Choline Polymorphisms in FASD

ABSTRACT This exploratory/developmental UH2 pilot application to CIFASD addresses the need for improved intervention in Fetal Alcohol Spectrum Disorder (FASD), a leading cause of life-long behavioral and cognitive disability. This proposal focuses on the nutrient choline, a one-carbon donor that is essential for healthy brain

development. Polymorphisms in choline-metabolizing genes affect its synthesis, transport, and utilization, and thus affect choline need and efficacy of its use. Strong preclinical data show that choline supplementation – both in utero and postnatally – mitigates the cognitive deficits due to prenatal alcohol exposure (PAE). Clinical

studies have more nuanced outcomes, and choline supplements confer more modest or even no benefit; however, variables including age, developmental brain stage, and duration confound the interpretation. Our recent SNP analysis of subjects in the Wozniak intervention found that polymorphisms in the choline

transporter SLC44A1 (CTL1) predict who benefited most from choline; specifically, subjects having minor alleles in SLC44A1 have the greatest memory improvement when given supplemental choline. SLC44A1 is ubiquitous and its activity is reduced by low choline intake, and these minor alleles further reduce its activity.

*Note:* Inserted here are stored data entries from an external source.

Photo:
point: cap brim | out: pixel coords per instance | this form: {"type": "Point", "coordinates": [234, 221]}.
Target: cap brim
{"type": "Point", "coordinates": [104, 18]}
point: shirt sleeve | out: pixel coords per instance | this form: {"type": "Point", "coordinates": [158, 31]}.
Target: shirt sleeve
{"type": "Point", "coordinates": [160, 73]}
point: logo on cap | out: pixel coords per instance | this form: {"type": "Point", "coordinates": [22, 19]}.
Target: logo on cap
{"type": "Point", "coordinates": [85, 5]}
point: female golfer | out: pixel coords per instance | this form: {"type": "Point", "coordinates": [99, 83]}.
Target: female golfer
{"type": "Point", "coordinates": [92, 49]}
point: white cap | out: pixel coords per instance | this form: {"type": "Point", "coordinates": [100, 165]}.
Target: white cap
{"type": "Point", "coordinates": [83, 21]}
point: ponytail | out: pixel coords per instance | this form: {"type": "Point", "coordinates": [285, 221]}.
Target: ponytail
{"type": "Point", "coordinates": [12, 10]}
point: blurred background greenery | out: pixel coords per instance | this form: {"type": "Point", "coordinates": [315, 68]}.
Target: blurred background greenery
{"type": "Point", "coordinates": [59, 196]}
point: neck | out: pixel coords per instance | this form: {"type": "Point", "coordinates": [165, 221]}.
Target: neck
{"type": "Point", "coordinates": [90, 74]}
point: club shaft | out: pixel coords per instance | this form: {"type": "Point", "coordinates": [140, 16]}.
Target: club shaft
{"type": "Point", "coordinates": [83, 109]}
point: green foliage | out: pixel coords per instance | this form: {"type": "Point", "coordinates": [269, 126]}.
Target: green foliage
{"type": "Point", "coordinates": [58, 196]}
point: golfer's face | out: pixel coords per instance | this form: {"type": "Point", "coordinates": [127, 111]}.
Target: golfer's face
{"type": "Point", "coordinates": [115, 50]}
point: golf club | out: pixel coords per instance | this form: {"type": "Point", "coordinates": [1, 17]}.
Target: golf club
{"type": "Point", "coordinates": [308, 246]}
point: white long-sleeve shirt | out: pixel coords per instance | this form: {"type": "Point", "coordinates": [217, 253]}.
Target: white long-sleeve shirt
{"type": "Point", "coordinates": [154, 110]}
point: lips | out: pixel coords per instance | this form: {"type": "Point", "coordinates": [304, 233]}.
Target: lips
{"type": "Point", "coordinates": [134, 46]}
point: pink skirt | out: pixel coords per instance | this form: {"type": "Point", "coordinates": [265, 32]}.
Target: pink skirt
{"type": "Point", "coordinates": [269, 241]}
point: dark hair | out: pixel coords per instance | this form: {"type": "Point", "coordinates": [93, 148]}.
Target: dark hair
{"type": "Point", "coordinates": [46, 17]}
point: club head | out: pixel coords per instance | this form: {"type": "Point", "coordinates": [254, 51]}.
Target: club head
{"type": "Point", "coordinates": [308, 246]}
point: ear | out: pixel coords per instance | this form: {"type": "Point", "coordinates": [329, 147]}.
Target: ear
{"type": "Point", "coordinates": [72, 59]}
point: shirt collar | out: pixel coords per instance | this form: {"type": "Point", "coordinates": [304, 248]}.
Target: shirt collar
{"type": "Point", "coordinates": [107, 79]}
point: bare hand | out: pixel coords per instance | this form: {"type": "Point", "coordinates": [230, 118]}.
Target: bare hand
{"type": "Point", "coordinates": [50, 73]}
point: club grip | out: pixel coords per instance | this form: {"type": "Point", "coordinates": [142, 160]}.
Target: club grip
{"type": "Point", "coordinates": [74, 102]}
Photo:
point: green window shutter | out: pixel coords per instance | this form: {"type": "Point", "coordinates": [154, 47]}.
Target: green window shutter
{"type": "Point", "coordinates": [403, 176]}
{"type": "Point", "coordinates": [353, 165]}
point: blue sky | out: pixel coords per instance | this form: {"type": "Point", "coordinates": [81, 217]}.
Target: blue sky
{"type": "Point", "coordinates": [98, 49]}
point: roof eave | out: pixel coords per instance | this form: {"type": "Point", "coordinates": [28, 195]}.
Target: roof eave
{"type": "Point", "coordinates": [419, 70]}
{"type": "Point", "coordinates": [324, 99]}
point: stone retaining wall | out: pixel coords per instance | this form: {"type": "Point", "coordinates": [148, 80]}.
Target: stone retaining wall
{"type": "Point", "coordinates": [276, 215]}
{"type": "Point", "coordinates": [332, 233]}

Thus, those with the minor alleles are the most vulnerable to choline inadequacy and benefit most from its supplementation. Here, we collaborate with CIFASD investigators to investigate the role of SLC44A1 in FASD. Specifically, we hypothesize that polymorphisms in SLC44A1 significantly influence behavioral outcomes in

FASD, in both the presence and absence of choline intervention. Aim 1 tests the hypothesis that, within the Ukrainian intervention trial, those PAE pregnancies with minor alleles in SLC44A1 derive the greatest cognitive benefit from choline supplementation. Aim 2 tests the hypothesis that, of individuals diagnosed with FASD and

not receiving choline, those having minor alleles in SLC44A1 will have the poorest cognitive performance. Aim 3 expresses these minor allelic proteins in a human neuronal lineage, to understand the functional consequence of these variants to choline transport and metabolism. Aims 1-2 utilize the CIFASD database, in

a collaboration with CIFASD investigators Christina Chambers, Tatiana Foroud and Jeffrey Wozniak, and with choline expert Steven Zeisel. These findings (i) identify who benefits most from choline intervention; (ii) informs how choline improves outcomes in FASD; and (iii) enables optimization of the choline intervention. This study

represents the first application of Personalized Medicine to FASD. The results position us to join a CIFASD U01 that would validate SLC44A1's influence in an independent cohort of gestational substance abuse, with testing for additional choline-related polymorphisms that further influence response to choline intervention.